Surely Thomas was putting into words the doubts and uncertainties of all believers who feel that theirs is a sometimes lonely journey into the presence of the Father. How can we, sinners that we are, know that we live in communion with the Father, Son and Holy Spirit?
How can we know that already we live in that place promised by Jesus? Philip demanded a more palpable reassurance: “Lord, let us see the Father and then we shall be satisfied.” In his response Jesus opened the eyes of his disciples to an entirely new communion with Father, Son and Holy Spirit. Jesus spoke of his own communion with the Father as an indwelling, something reaching beyond what is seen and experienced by the senses.
“Have I been with you all this time and you still do not know me? To have seen me is to have seen the Father. Do you not believe that I am in the Father, and the Father is in me?”
Jesus described his whole ministry as the outpouring of the Father who dwelt in his heart.
“The words I say to you I do not speak as from myself: it is the Father, living in me, who is doing this work. You must believe me when I say that I am in the Father and the Father is in me.”

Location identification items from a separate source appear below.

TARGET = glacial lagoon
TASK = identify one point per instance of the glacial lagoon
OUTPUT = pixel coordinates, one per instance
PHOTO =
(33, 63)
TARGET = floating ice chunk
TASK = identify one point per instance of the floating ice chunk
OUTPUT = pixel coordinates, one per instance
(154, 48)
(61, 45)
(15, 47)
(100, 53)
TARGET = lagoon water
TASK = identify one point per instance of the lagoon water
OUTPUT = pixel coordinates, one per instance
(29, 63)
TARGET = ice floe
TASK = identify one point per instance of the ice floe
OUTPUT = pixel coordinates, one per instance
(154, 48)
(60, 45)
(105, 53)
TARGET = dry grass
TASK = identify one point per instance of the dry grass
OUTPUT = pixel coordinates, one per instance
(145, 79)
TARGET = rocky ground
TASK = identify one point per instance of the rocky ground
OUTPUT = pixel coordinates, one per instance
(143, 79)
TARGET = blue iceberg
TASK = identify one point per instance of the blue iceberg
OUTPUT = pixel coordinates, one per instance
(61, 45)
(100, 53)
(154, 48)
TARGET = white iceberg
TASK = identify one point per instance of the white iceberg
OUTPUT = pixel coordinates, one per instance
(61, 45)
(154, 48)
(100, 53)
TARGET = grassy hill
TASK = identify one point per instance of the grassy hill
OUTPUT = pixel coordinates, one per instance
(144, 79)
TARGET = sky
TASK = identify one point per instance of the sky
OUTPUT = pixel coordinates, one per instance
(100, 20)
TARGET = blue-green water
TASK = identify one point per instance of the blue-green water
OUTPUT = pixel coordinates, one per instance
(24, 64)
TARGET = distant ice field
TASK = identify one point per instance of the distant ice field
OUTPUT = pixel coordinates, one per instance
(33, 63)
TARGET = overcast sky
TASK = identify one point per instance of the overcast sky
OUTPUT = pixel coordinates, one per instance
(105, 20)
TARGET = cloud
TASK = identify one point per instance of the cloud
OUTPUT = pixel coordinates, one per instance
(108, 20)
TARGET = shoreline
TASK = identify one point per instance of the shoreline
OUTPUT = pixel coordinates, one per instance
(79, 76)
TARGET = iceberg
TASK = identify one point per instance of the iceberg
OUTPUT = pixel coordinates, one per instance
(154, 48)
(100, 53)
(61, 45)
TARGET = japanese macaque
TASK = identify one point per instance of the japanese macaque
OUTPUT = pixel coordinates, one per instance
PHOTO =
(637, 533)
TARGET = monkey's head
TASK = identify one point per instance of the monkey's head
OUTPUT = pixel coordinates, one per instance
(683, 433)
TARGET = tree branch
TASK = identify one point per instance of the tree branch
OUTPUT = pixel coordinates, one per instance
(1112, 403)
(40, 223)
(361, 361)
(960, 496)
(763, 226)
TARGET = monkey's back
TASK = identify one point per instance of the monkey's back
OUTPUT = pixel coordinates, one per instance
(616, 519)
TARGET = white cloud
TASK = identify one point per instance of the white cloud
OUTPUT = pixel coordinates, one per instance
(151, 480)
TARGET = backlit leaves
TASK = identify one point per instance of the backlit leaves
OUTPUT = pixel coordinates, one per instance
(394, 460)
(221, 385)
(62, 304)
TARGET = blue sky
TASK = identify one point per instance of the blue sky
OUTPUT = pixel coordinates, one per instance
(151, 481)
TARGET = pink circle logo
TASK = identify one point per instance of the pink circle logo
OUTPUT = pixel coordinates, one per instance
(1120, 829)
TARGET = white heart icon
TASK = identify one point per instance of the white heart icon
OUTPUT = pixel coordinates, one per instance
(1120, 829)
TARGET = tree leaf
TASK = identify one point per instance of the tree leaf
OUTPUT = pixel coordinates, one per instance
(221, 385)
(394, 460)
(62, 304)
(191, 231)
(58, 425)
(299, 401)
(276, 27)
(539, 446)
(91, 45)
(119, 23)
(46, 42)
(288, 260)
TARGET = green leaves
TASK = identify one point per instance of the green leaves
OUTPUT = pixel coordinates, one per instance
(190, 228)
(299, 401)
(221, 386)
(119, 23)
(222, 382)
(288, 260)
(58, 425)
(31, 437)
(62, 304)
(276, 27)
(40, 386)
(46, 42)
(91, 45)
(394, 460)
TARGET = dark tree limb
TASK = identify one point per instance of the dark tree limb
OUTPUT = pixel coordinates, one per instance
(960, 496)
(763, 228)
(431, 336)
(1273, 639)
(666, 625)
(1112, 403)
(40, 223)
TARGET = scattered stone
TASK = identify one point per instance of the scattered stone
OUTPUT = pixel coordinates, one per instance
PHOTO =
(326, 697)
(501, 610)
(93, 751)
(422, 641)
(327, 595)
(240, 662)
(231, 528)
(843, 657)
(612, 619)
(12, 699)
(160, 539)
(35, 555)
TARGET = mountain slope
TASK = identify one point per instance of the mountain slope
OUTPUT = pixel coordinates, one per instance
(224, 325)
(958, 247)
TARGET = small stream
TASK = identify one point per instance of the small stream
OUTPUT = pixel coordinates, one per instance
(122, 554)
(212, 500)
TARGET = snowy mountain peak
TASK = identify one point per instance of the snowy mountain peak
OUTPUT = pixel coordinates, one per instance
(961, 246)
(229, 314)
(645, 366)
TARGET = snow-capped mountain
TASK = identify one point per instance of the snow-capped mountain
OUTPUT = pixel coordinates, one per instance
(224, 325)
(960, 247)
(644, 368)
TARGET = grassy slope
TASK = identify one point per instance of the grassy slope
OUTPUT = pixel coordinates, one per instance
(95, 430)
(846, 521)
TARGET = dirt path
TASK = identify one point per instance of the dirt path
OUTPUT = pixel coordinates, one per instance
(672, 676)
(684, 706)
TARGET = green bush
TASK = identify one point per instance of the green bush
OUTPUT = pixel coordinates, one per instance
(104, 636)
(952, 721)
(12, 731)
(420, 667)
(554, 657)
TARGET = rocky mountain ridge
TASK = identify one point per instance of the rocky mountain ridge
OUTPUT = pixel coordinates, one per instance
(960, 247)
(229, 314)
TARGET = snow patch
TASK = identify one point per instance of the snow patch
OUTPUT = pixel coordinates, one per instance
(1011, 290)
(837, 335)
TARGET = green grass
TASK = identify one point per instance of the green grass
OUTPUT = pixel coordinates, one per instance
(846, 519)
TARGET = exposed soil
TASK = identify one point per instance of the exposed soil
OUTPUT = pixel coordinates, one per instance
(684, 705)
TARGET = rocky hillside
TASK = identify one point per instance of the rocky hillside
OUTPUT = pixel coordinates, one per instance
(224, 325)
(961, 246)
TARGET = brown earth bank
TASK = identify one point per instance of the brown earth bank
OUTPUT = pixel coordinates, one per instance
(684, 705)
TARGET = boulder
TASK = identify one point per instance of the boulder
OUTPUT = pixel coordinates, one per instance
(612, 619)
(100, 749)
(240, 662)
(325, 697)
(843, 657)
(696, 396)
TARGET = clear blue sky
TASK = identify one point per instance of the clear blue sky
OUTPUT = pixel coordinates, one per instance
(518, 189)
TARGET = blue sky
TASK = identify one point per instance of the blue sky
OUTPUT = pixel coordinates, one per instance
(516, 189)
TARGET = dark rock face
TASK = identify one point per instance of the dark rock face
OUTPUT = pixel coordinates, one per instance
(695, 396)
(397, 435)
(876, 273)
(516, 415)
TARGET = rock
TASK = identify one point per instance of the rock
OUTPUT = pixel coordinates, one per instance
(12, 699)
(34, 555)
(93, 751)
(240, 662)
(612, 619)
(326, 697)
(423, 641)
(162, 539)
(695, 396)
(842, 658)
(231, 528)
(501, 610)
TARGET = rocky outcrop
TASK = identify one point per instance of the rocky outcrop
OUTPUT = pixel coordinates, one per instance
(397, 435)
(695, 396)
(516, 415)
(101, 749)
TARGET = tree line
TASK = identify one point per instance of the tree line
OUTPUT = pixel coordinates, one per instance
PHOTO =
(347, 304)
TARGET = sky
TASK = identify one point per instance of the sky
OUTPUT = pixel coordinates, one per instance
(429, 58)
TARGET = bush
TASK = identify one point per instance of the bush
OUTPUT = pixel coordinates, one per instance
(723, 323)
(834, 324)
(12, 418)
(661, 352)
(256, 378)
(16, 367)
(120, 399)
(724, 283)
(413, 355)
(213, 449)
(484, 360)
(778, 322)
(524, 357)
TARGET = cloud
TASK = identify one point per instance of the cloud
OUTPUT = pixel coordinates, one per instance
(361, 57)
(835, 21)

The power of Christ’s Resurrection, through the Holy Spirit, brings us into this communion with the Father and the Son. It was in the strength and power of this communion that Jesus could make such an extraordinary promise.
“I tell you solemnly, whoever believes in me will perform the same works as I do myself, he will perform even greater works, because I am going to the Father.”
To have known Jesus in prayer, in Word and Sacrament, is to live already in the presence of Father, Son and Holy Spirit.